A big attraction at the Fintech Nexus Merge event was the panel on ‘How Web3 Payments Will Go Mainstream.’
The panel was moderated by Mauricio Magaldi, Global Strategy Director at 11:FS, in discussion with Nikola Plecas, Crypto Business Lead at Visa Europe, and Nick Charteris, General Manager at Crypto.com.
Regarding consumers, Plecas sees the primary purpose of Web3 adoption as investing and saving.
Compared to merchants, he sees crypto as an asset that needs regulation, especially to classify on the balance sheet.
“There must be a regulator overlay to build trust like existing networks.”
Adding on from this, Charteris thinks “digital commerce is widely accepted but accepting crypto needs more trust and security of this platform.”
His team’s work has allowed them to create an integrated merchant platform that integrates financial management systems. However, he acknowledges some merchants will only be comfortable using fiat options, so it is still a long way to go.
In a recent report by Deloitte, nearly 75% of retailers plan to accept cryptocurrency or stablecoin payments within the next two years. Most merchants believe customer interest will increase over the next year.
“So I think probably, we know we see an inflection point, whereas this was very nascent. Earlier on in the year, we’re now seeing more and more e-commerce players want to be able to accept crypto alongside traditional payments. It’s a matter of choice, you know, maybe 5% of the consumer base wants to accept crypto as a merchant, that’s great, I want to accept that, or I want you to pack on it,” explained Charteris.
According to Charteris, some challenges for merchants using Web3 payments would be understanding their risk level and having adequate protections within the regulatory environment.
He then discussed the importance of regulatory compliance, “getting over their hurdles,” particularly in establishing consumer trust, and the “educational curve” that merchants need to overcome.
“I think it’s an education that needs to take place. Retailers are adopting different online payment methods already. The point often, their checkouts are already congested. I’m sure you know multiple payment types, including buy now, pay later options. You know, not only have they got to figure out how and whether or not they can accept [Web3 payments] and hold it on their balance sheet and how they’re going to manage that.”
Since the cost of new technology can be driven down, integrating it would cost less, but more and more customers want it, which is the main reason for adoption.
Plecas concurred, ensuring merchants see the monetary value of integration, starting with consumer demands.
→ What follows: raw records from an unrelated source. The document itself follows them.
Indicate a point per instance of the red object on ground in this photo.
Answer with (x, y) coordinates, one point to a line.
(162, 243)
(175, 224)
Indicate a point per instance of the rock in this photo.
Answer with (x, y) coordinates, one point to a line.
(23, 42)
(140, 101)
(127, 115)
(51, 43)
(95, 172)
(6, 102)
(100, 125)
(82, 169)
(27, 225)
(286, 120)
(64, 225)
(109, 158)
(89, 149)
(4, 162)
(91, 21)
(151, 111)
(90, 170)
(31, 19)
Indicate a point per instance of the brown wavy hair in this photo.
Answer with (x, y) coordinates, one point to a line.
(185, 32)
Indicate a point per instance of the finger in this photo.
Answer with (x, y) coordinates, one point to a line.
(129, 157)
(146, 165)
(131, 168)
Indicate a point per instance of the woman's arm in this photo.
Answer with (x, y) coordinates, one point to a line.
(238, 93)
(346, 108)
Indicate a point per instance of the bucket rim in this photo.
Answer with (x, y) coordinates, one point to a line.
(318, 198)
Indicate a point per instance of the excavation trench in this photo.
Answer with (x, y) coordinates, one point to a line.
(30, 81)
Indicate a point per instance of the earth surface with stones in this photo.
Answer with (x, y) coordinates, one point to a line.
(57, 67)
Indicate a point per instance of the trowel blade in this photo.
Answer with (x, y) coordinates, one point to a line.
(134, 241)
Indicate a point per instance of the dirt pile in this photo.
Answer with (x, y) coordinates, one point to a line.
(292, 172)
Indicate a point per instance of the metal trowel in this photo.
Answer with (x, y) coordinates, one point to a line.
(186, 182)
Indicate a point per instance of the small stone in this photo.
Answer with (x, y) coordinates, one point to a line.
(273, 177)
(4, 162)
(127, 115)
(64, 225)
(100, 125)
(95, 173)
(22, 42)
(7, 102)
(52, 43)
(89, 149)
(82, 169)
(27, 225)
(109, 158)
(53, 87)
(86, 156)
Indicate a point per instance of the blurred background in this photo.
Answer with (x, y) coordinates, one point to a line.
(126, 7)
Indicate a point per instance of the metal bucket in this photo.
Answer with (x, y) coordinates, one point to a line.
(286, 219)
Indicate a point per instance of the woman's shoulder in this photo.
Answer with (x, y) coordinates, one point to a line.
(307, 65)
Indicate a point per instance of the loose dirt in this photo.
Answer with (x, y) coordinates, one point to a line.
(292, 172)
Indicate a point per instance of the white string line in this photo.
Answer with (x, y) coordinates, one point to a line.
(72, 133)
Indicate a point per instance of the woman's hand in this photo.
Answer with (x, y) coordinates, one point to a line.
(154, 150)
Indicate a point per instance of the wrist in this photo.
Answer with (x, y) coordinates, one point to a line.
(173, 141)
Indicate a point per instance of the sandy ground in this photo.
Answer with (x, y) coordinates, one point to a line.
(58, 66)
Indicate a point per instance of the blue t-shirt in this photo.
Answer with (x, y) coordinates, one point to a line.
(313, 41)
In addition to these topics, he also discussed some challenges in regulating Web3 payments from a cross-border perspective and the importance of highlighting the risks and opportunities during onboarding.
Both panelists discussed the critical roles regulators could play in mass adoption. Regulation could stifle innovation, although it may spur circumventive innovation if the industry can find a path to escape the regulatory constraints.
CBDCs, stablecoins, and mainstream adoption
Additionally, the panelists discussed the trade-off between CBDCs and stablecoins and mainstream adoption.
Charteris explained, “Well, I think the first thing is you’ve got to be very clear about the difference between those two, but you probably wouldn’t have CBDCs without stablecoins or wouldn’t have stablecoins without crypto. And so it’s very, very important to categorize differences in stablecoins that exist between successfully, collateralized, and those that are not. From our perspective, when we take on different types of points, we have a very robust due diligence process. Local regulation, that’s, as before, we’ll take them onto our platform. And I think the same needs to be applied to CBDCs. They need the same governance within the same criteria to ensure they are robust. But also, I think they can all exist alongside each other in the same way that you know, cash and digital currencies, or digital payments, exist alongside each other.”
“I think both will play an important role, depending on the constituencies, and if there are big regional differences and, say, how Europe is approaching it [in comparison to] markets in Asia or Africa. So the big difference is that they play different roles but will coexist on the CBDC front. There are wholesale and retail use cases to address. There are also many design choices… I think we’ll probably have additional regulations which may differ across geographies,” Plecas added.
The discussion ended with the panelists sharing the merits of blockchain, the need to create trust, and how they balance pre-existing payment methods with innovation.